Iterate over Arrays with map challenge - not understanding part of it

Iterate over Arrays with map challenge - not understanding part of it
0

#1

So I finished this challenge, and it was pretty straight forward, but one thing my brain isn’t quite understanding, is where they got “val” from in the first place; I get that val is an argument for the map’s function and I get that it’s supposed to be the specific index for the array at a given iteration, what I don’t understand is how the function KNOWS that val is supposed to be that index. like I could understand having something like a for loop where you declare a variable 'val’
but why / how does the map know to put the index value in that postition?
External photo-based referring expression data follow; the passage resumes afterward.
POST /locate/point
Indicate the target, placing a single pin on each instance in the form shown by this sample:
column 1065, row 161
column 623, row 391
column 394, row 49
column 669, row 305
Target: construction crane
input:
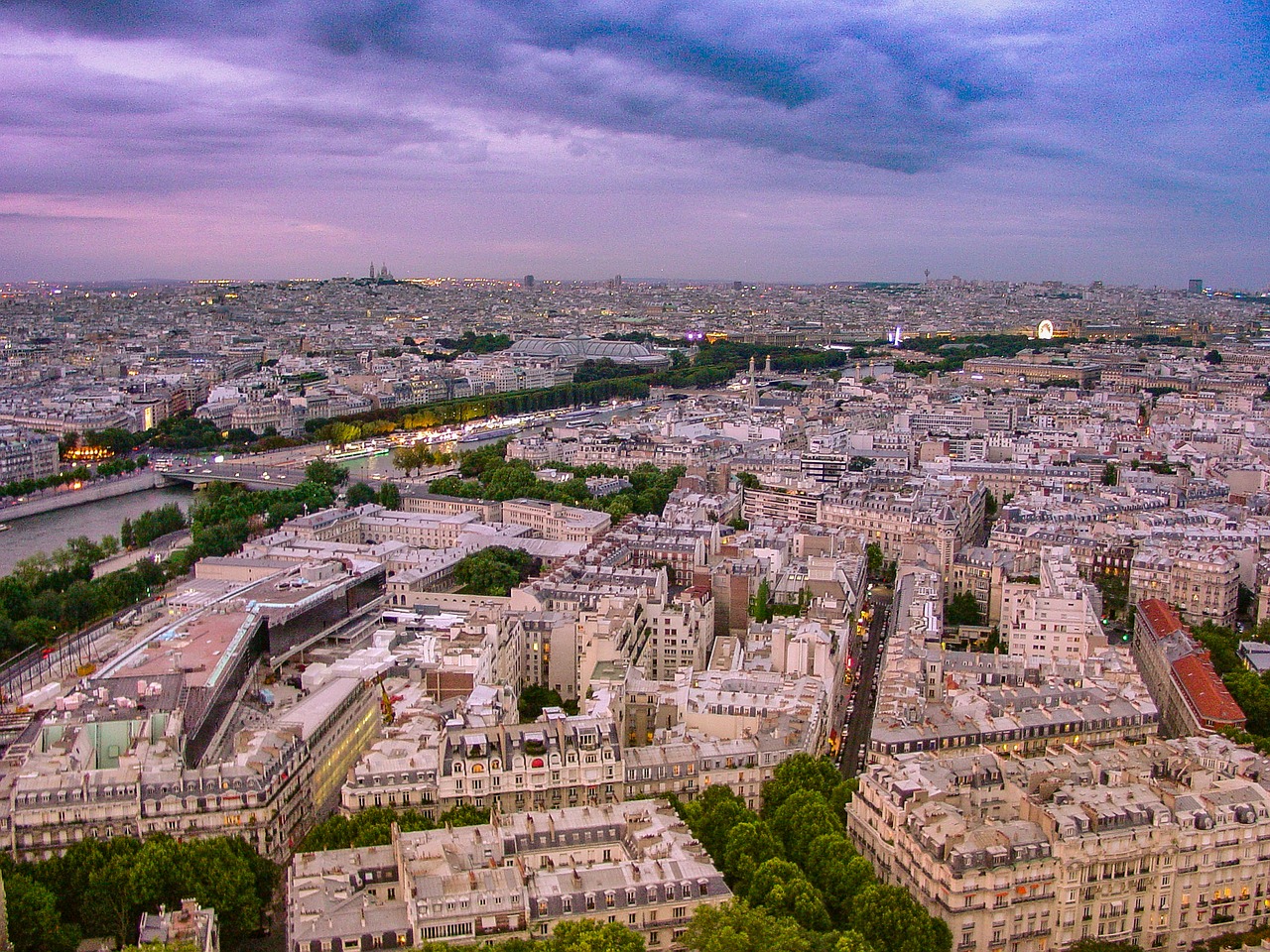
column 386, row 706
Sorry for the weird question, If it helps I did read up on maps, but it didn’t really answer my question. I feel like it’s just something simple right infront of me that I’m missing.

Your code so far

var oldArray = [1,2,3,4,5];

// Only change code below this line.

var newArray = oldArray.map(function(val){ // how is 'val' getting the index & its value?
  return val + 3;
  
});

Your browser information:

Your Browser User Agent is: Mozilla/5.0 (Windows NT 10.0; Win64; x64) AppleWebKit/537.36 (KHTML, like Gecko) Chrome/60.0.3112.90 Safari/537.36.

Link to the challenge:


#2

What map does, essentially is it gets the value at each index, then hands that value off to whatever function is in the parenthesis as an argument.

so of course you could call val anything, its just so you have some name to reference that data in the function.

It’s a bit tricky to word in a way that I think will satisfactorily answer your question.
Maybe its more sensible to say it like this?

.map calls a function and passes that function the value from each index in an array.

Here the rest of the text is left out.